The Mythic Biscuit: Oreos

My childhood biscuits were mainly plain but had lovely names: Marie, Nice, Rich Tea. Quiet biscuits. The kind of biscuits that would never interrupt a conversation. Polite, not pushy. At the other end of the spectrum, and only irregularly present, probably a result of practical economics, were cheeky Jammy Dodgers, irritable Garibaldis, and self-contented and reliable Bourbons. And even more irregularly, the flashy inhabitants of a Christmas Box of Biscuits: Pink Wafers. I ate them at the same time as not liking them very much, a bit like Miss World Contestants in sparkly dresses, too much eye make-up and a saccharine idea of world peace. 

I'm in the mood to think, and personify, 'biscuits' because the lovely team at Oreo sent me some samples of their new Oreo Thins. I hadn't heard of Oreos until the early 1990s when a friend asked if I would bring him back a packet from a Florida holiday. I forgot and pretended I couldn't find them. 'But they're everywhere in America,' he said, both astonished and suspicious. Which of course they were. Because the Oreo is a 'mythic biscuit', or at least that's the impression I have from reading their Wiki entry and talking to my American friend, poet and writer, Patricia Debney

'Yes, Oreos definitely have an iconic place in US food culture. To the point where I'm thinking 'thins'? Oreo THINS?' she said when I asked her about them. Because the whole point of Oreos is, apparently, the filling. And millions upon millions of American children, across a century, have gently eased off the top layer of biscuit, ate it, then scraped off the sugary white filling with their teeth, until not a smear of said filling remained, and then ate the second biscuit disc. Patricia, who's now in her fifties, told me, 'I'm not sure I have EVER eaten an Oreo whole.' 

Nabisco, the manufacturers of Oreos, capitalised on the filling's attraction in 1974 and marketed the 'Double Stuff Oreo' with twice the amount of cream filling which, if you were careful, you could pop away from both biscuit sides and eat on its own. 
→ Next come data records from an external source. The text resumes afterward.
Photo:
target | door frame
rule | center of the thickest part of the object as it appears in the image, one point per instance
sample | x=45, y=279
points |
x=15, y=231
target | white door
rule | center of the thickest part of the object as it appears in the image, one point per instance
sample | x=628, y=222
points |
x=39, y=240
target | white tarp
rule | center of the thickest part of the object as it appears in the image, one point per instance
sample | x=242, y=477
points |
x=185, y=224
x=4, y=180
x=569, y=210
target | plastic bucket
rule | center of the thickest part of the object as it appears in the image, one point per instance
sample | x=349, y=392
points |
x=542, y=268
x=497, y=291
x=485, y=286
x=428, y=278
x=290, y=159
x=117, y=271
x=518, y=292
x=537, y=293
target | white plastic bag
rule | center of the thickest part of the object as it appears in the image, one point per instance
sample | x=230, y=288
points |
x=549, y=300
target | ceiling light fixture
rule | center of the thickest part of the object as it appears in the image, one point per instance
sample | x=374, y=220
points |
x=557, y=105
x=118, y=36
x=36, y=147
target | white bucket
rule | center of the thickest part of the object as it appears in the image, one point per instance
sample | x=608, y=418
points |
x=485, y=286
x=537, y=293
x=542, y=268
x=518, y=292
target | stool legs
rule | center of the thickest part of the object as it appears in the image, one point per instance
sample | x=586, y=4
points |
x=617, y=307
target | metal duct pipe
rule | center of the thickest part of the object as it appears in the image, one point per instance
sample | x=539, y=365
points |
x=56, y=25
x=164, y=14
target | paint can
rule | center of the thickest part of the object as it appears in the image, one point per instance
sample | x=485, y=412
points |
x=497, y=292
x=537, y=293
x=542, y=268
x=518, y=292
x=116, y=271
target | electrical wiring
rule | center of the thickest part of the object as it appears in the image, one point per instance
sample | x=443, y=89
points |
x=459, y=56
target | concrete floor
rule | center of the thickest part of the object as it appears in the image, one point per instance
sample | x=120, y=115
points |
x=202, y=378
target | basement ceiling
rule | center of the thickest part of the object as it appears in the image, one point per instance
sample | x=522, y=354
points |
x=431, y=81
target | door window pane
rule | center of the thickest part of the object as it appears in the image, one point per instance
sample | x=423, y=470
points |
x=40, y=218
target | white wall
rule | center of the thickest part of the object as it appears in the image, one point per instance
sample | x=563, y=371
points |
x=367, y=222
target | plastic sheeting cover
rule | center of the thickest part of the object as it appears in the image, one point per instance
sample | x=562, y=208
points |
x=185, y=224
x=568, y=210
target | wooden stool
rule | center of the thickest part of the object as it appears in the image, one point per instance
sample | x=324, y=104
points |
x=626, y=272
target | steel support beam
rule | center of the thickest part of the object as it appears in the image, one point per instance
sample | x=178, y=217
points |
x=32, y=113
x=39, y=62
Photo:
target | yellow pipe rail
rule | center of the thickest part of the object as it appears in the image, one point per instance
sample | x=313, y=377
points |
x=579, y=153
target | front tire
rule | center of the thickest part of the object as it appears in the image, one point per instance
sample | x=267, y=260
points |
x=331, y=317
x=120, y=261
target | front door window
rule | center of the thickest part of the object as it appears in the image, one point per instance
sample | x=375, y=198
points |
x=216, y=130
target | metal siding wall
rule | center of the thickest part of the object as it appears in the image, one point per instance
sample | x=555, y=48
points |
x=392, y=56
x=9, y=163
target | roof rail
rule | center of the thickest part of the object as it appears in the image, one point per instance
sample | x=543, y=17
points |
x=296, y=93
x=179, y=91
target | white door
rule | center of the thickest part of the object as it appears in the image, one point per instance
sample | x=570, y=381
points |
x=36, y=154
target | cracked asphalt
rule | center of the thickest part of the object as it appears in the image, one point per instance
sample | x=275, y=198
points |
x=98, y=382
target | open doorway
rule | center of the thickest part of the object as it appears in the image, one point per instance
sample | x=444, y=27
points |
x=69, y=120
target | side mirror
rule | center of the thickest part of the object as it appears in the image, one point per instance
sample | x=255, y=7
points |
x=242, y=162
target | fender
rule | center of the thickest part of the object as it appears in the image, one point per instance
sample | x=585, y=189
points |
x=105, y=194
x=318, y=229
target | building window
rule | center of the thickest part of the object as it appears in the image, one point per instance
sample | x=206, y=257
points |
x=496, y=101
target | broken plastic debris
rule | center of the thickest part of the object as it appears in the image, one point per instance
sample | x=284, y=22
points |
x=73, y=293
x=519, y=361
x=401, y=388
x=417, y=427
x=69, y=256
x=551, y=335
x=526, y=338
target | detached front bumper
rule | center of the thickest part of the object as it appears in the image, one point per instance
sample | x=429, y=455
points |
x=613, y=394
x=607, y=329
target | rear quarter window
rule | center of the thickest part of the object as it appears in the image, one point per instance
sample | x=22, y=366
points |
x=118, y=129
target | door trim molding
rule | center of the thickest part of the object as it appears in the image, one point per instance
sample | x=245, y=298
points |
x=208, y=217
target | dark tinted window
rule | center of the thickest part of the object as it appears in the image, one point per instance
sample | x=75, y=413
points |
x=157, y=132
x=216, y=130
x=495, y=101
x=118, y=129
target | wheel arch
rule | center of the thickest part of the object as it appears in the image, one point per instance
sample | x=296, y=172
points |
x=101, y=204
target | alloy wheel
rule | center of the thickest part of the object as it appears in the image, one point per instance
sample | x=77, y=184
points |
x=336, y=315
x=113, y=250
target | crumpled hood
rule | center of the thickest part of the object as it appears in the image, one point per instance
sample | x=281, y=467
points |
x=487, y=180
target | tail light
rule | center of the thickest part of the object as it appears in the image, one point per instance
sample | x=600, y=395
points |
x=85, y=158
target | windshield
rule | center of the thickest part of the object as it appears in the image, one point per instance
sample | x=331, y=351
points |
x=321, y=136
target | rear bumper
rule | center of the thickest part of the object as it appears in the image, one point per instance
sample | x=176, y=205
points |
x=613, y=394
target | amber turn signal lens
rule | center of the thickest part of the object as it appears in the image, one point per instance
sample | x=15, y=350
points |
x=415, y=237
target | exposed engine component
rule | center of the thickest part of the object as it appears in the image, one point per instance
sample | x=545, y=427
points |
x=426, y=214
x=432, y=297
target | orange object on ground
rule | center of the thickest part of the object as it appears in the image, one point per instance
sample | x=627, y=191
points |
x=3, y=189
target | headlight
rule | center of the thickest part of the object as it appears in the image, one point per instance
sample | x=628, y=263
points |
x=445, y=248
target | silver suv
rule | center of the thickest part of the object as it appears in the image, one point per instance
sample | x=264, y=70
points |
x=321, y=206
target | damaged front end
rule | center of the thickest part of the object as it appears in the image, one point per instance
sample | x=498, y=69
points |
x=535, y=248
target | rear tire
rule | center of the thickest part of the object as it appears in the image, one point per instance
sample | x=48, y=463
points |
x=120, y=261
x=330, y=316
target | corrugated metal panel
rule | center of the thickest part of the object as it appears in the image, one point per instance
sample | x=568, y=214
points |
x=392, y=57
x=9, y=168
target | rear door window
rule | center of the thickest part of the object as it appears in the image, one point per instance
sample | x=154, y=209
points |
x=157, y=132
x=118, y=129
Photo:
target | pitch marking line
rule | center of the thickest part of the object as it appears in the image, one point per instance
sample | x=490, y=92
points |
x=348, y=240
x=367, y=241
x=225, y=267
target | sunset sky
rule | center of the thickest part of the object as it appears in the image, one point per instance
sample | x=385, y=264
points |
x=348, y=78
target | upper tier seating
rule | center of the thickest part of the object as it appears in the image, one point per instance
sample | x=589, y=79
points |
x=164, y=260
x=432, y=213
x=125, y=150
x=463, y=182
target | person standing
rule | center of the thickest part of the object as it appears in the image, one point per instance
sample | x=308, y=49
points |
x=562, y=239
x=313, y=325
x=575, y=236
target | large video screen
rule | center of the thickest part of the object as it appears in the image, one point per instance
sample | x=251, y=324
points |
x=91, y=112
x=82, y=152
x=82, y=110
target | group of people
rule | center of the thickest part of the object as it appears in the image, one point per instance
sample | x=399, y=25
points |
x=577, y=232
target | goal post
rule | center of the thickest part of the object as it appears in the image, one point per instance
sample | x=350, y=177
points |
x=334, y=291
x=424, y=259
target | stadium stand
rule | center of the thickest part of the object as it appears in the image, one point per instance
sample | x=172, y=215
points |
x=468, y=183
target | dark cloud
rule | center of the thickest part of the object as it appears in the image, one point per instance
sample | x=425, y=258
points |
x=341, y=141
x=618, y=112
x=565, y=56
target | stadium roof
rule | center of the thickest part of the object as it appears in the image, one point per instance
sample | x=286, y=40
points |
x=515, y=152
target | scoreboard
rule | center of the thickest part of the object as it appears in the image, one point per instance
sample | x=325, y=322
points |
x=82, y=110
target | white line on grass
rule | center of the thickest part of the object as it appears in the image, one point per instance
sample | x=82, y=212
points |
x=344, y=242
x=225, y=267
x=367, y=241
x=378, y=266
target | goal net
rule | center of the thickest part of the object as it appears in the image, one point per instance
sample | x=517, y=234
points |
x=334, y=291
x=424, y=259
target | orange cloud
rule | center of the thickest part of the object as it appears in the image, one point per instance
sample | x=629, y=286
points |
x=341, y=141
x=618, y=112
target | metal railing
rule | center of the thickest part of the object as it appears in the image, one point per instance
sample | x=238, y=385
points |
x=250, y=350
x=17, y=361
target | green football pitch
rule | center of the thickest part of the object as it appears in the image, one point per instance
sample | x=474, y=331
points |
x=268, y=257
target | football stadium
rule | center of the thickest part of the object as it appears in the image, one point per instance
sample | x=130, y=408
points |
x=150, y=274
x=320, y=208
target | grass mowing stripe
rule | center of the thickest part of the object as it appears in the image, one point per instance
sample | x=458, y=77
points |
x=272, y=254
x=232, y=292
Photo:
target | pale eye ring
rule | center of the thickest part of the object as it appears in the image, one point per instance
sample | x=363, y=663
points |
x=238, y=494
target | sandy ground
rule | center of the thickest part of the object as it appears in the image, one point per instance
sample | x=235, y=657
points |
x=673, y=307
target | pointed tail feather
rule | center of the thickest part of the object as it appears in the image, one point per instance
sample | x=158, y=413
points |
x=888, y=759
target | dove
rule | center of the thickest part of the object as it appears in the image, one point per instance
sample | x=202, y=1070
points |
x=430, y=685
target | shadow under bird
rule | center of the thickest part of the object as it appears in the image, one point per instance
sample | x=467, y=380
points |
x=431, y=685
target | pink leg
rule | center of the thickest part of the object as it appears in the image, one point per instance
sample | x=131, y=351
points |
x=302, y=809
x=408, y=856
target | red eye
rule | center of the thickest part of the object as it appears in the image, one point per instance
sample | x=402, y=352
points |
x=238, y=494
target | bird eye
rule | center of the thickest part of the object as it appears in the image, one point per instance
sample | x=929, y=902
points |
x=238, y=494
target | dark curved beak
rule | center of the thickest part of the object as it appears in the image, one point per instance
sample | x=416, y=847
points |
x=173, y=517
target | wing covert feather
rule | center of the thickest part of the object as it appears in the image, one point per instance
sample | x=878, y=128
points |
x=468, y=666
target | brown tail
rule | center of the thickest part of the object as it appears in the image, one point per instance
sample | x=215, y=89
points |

And then there were THINS. 


I haven't shared a THIN with Patricia: I do not want to be the person to shatter the Oreo passion of her childhood and youth. And as I haven't ever before eaten a standard or super-size Oreo I can, perhaps, be more objective about their 'lighter' siblings. The Oreo Team describe them as the 'playfully, sophisticated addition' to the Oreo range, 'thinner, crispier and guaranteed to tantalise your taste buds and awaken your imagination!' That's a lot to ask of a biscuit but then Marcel Proust, in Swann's Way, the first volume of his seven volume novel, Remembrance of Things Past, showed the world how a madeleine, a simple sweet cake, was capable of conjuring involuntary memories: 


But back to the THINS. And tradition. Following Patricia's instructions, I gently flipped off the top layer of biscuit and ate it. Then I scraped off the creamy filling, but a little too enthusiastically. The bottom disc snapped like a crisp. But the 5th biscuit held up ... And maybe that's the appeal (or one of them) of THINS - you can eat so many more of them! 

And how do they compare with my own childhood biscuit memories? I'd classify them as cousins to the lovely Bourbon. Sophisticated city cousins. The ones that turn up in the countryside in silk gloves and high-heeled shoes but we still love them for their brightness; they're so much fun to be around. We serve them sherry (now there's an idea...) and listen, wide-eyed, to the stories they have to tell.